Schnitte in einen Kontext setzen

Erst folglich war es möglich, Schnitte zu erkennen und diese in einen Kontext zu setzen. "Schnitt bedeutet Montage", erklärt Gruber, "man setzt die Filmstreifen in einer Weise zusammen wie sie in der Realität nicht sind." Das sei ja das Wesentliche am Film: Man könne etwas zeigen, das es nicht gibt. Hat man die Schnitte erkannt, geht es darum, ihren Rhythmus, ihre Abfolge, zu identifizieren. Ein Beispiel: Der Kinobesucher sieht im Film eine Eisenbahn und hat das Gefühl, selbst mitzufahren. "Man hört gewissermaßen das taktak-taktak des Zuges im Bild", sagt Gruber. "Vertov vermittelt uns eine Ganzkörperwahrnehmung vom Eisenbahnreisen, in dem er nach jedem dritten Kader ein Schwarzkader setzt." Man sehe diese schwarze Einblendung im Kino und nehme sie als Rhythmus wahr. "Natürlich könnte man so etwas auch am Schneidetisch herausfinden, aber die Maschine liefert sofort ein Resultat, und zwar für den ganzen Film."

Diagonalen identifizieren

Weiters wurde versucht, Bildkompositionen zu erkennen. Dazu gehört etwa der Einsatz von Diagonalen, den russische Filmemacher dieser Zeit gerne als Gestaltungsprinzip benutzten. Aber wie erkennt man den Einsatz von Schrägen im Film? "Es gibt Beispiele von Vertov, die wir wahrnehmen, aber nicht als Diagonale erkennen würden, weil wir auf semantische Inhalte Wert legen", so Gruber. Etwa, wenn eine große Straßenbahn neben einer kleinen stehe -über den oberen Enden der beiden Bahnen ergebe sich eine Diagonale.

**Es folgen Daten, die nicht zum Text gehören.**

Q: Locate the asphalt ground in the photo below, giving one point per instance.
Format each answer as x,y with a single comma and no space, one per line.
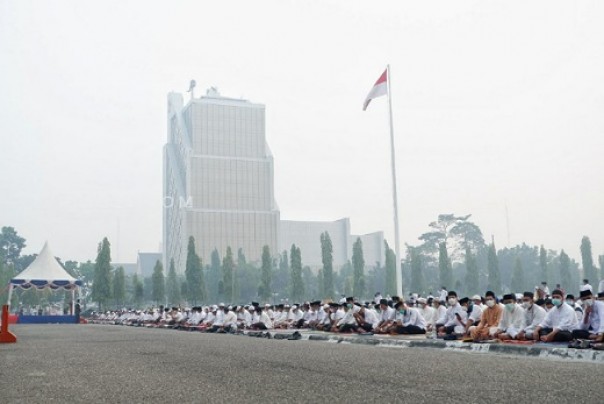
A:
103,363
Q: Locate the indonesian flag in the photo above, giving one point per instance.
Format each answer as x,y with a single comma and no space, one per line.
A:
379,88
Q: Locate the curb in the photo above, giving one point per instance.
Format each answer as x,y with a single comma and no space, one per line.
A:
556,353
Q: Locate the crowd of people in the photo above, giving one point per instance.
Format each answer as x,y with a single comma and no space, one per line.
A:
534,315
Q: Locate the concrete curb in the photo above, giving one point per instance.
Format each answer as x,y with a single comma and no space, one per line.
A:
557,353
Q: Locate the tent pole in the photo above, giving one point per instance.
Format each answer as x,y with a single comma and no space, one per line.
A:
10,294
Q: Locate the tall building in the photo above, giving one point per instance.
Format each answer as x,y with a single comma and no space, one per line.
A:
218,179
218,188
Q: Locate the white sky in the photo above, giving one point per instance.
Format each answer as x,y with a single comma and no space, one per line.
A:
493,102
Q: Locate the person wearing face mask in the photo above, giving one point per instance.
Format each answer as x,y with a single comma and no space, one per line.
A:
407,320
559,322
592,322
474,313
489,321
428,313
455,317
533,316
512,320
570,300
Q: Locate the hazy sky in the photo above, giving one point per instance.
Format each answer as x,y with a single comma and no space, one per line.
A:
494,103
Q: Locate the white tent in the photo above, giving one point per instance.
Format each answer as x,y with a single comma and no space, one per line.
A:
45,272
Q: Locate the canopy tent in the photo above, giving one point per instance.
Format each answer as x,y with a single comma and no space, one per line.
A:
45,272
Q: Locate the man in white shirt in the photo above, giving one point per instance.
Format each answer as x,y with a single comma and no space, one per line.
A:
533,316
427,312
586,286
559,322
592,322
387,316
408,320
367,320
230,320
512,321
455,318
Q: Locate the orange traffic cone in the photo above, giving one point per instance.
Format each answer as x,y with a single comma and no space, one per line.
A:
5,335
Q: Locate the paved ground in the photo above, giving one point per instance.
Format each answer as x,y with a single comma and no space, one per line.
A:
90,363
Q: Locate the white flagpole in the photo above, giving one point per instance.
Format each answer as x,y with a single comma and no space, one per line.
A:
397,248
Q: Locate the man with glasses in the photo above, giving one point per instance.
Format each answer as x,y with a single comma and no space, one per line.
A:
559,322
533,316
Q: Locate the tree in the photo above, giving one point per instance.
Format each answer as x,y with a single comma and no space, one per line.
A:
543,265
565,276
228,265
390,266
137,287
296,267
101,287
358,265
173,288
327,258
471,280
119,286
518,277
417,276
445,269
194,275
214,276
589,272
264,290
494,280
11,244
158,283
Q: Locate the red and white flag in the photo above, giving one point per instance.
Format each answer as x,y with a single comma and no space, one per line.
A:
379,88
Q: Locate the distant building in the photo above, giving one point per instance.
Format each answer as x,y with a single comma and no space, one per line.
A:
218,179
218,188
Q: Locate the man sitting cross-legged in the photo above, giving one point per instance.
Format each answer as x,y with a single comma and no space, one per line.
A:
407,320
559,322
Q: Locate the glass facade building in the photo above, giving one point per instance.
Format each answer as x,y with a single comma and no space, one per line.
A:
218,179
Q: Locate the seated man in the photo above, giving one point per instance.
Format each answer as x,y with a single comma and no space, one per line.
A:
407,320
474,312
592,322
489,320
428,312
455,318
512,320
366,319
533,316
387,315
559,322
348,323
264,322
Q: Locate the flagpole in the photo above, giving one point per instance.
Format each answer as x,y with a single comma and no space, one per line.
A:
397,248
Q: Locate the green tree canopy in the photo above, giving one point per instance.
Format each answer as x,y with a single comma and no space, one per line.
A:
158,283
358,265
327,259
101,287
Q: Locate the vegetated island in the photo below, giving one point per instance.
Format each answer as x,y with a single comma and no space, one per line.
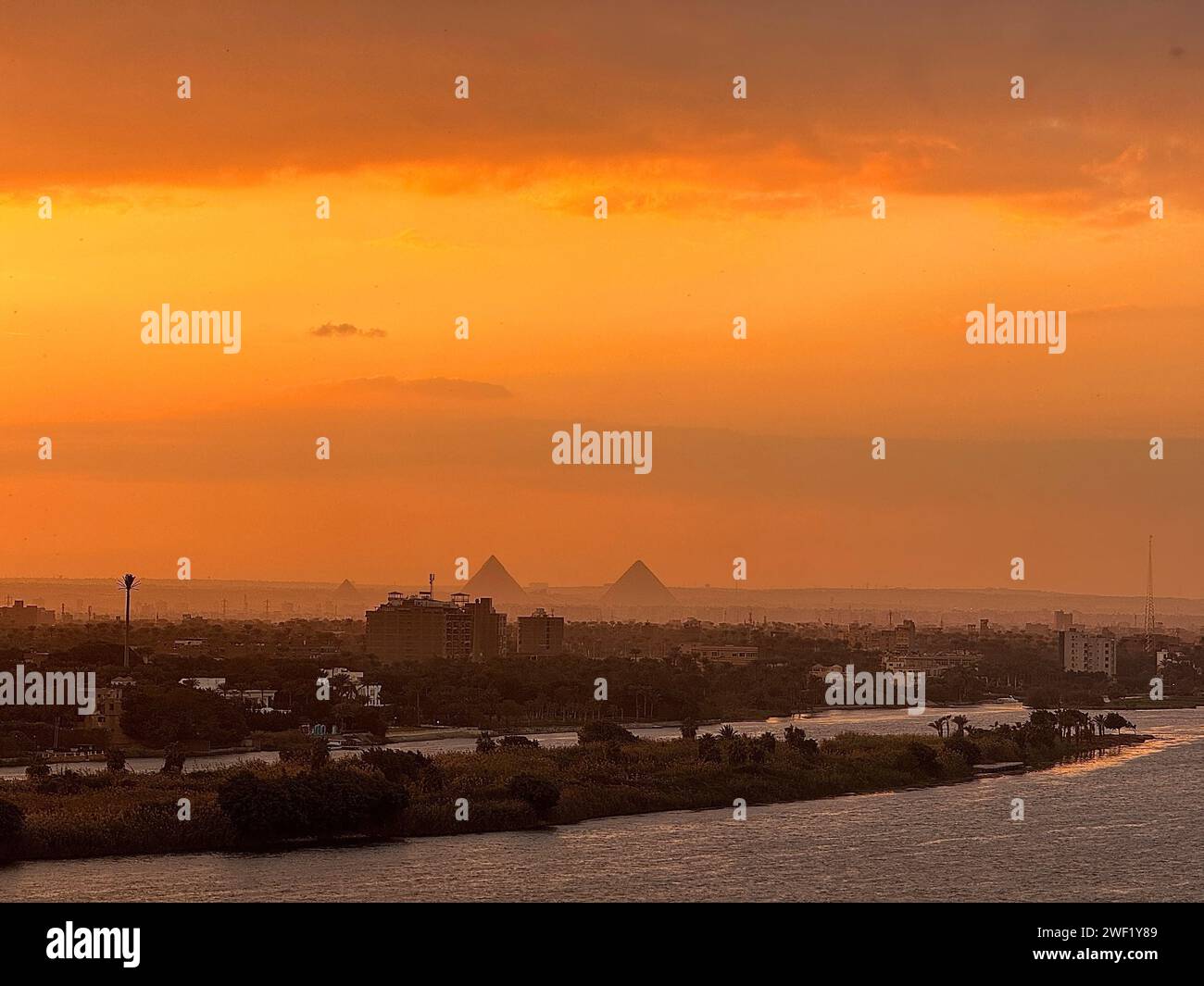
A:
508,784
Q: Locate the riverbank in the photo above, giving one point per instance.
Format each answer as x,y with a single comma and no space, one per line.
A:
388,793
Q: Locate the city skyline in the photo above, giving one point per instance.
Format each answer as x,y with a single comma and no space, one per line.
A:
719,208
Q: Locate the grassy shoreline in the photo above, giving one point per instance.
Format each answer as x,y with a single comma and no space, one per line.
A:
388,794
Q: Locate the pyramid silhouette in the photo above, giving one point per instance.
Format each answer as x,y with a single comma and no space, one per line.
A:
494,581
638,586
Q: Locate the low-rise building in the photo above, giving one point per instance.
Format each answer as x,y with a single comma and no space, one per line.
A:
541,636
726,654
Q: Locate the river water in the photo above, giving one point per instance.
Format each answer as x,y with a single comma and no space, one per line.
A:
1128,826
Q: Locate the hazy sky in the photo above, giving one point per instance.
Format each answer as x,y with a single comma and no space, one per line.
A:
718,207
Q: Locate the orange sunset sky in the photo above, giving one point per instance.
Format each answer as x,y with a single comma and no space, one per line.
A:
718,207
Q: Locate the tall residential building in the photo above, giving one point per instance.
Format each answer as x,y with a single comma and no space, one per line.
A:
488,630
1085,654
420,629
541,636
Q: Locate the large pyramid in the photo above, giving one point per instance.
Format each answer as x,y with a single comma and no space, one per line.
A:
638,586
494,581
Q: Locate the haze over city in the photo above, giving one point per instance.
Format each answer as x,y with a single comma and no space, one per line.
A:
718,208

Unterschiedliche Versionen vergleichen

Neben filmwissenschaftlichen Ergebnissen gelangten die Wissenschaftler unter anderem auch zu archivarischen Erkenntnissen. Sie entwickelten etwa Methoden, mit denen sich zwei verschiedene Versionen eines Filmes vergleichen lassen. Dies geschieht mittels Schnitterkennung und Ähnlichkeitsvergleich der Einzelbilder. "Oft liegen in Filmarchiven auf der ganzen Welt unterschiedliche Versionen von Filmen vor", sagt Gruber. Gründe dafür können sein, dass etwas weggelassen, umgeschnitten oder zensiert wurde. "Oder einfach, dass einer der Filme gerissen ist und an einer anderen Stelle wieder zusammengefügt wurde." (derStandard.at, 13.1.2010)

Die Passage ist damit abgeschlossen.